Francfort accueillera la première église pour urnes de Hesse dans l'église funéraire protégée Saint-Michel du quartier Nordend. L'ouverture est prévue pour la première moitié de 2026, avec une capacité d'environ 2 500 urnes. La rénovation crée un espace reliant les vivants et les défunts, répondant aux évolutions des pratiques de deuil.
La conversion de l'église funéraire Saint-Michel dans le quartier Nordend de Francfort en première église pour urnes de Hesse avance. Un chantier entoure actuellement le bâtiment protégé, avec les premières cloisons en construction à l'intérieur. Verena Maria Kitz, du Centre Saint-Michel pour les soins de deuil, espère une ouverture dans la première moitié de 2026.
«Ce qui est spécial en cet endroit, c'est le lien entre les vivants et les défunts sous un même toit dans un espace protégé», explique Kitz. Ici, les défunts peuvent être inhumés dignement, tandis que les proches et autres endeuillés disposent d'un lieu approprié pour la réflexion. Le diocèse de Limbourg la décrit comme la première église d'inhumation d'urnes de Hesse. Une liste d'attente existe déjà, indépendamment de la confession. Les inhumations anonymes sont refusées ; il faut indiquer le nom et prononcer une bénédiction.
La rénovation coûte environ 3,1 millions d'euros, le diocèse contribuant à hauteur de 1,4 million d'euros. Le reste sera financé par la vente d'emplacements pour urnes, aux prix similaires à ceux des cimetières municipaux — avec une période de repos de 15 ans. Des options moins chères sont disponibles pour les personnes à faible revenu.
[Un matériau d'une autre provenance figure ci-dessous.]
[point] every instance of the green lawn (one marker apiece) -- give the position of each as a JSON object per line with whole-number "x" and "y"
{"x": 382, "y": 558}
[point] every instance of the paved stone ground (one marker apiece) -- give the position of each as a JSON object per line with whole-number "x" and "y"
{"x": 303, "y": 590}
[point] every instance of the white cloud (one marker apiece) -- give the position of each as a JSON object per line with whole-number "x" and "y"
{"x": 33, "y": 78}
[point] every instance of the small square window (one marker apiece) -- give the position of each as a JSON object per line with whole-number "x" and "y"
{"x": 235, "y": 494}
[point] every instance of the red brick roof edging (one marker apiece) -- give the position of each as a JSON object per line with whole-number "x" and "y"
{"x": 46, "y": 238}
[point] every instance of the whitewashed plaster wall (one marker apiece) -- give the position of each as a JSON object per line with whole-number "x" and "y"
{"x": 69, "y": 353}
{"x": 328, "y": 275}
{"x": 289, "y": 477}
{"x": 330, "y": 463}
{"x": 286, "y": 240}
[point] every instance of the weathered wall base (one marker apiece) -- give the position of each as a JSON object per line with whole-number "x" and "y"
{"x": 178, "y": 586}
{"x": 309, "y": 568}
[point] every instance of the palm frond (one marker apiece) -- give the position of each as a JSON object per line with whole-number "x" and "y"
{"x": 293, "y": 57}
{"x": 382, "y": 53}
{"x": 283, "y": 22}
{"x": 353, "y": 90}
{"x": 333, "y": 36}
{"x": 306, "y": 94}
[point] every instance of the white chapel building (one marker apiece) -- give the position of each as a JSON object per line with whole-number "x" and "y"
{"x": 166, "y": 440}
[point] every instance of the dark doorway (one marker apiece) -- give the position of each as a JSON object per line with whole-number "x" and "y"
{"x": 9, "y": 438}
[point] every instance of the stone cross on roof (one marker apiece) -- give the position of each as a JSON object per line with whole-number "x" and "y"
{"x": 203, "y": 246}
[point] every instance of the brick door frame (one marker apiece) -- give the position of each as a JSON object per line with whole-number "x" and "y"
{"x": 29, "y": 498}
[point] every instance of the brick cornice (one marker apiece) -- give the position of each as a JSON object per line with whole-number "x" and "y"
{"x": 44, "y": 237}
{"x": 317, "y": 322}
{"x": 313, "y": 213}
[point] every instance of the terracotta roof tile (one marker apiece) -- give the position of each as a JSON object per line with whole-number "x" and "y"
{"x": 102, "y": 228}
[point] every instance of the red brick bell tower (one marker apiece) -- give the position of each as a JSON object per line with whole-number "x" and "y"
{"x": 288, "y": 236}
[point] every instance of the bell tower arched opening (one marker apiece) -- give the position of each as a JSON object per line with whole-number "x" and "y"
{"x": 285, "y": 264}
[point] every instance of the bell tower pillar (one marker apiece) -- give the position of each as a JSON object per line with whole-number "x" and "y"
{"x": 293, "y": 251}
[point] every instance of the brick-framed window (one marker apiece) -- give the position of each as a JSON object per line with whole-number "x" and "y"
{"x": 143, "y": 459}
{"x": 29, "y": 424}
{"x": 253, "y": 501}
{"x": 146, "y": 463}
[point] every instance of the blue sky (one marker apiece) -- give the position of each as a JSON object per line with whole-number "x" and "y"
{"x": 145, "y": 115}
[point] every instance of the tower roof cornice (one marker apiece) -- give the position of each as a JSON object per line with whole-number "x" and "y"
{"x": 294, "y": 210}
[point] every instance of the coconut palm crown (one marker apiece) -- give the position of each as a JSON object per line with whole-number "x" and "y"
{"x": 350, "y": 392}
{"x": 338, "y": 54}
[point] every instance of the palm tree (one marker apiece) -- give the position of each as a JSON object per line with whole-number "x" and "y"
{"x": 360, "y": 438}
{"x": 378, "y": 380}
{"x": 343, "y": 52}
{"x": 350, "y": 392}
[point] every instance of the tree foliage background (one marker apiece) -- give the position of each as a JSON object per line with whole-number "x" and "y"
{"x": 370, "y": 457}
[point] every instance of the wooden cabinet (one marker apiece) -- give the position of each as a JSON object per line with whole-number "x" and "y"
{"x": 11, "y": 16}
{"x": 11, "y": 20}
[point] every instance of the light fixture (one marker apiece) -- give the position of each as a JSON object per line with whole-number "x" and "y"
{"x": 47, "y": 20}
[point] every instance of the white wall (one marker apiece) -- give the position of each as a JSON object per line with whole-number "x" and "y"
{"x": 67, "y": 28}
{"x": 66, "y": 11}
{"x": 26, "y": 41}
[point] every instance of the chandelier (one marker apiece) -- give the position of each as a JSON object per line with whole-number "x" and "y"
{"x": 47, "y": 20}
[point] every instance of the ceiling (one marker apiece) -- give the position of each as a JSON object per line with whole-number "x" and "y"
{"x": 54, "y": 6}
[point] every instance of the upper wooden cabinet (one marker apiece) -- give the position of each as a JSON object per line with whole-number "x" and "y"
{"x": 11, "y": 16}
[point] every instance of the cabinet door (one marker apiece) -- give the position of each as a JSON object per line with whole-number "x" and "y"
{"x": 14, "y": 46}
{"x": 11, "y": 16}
De telles églises pour urnes existent déjà dans des Länder comme la Basse-Saxe et la Rhénanie-du-Nord-Westphalie.
Cette initiative reflète les tendances sociétales : selon l'Association allemande des directeurs de pompes funèbres, environ 80 % des défunts sont désormais crématisés, souvent suivis d'une inhumation d'urne. Kitz note : «Nous voyons à quel point la culture du deuil a changé». Beaucoup ne maintiennent plus de tombes familiales, mais un site esthétique et peu exigeant en entretien pour un deuil collectif reste essentiel. Initialement prévue pour fin 2024, le projet a connu plusieurs retards.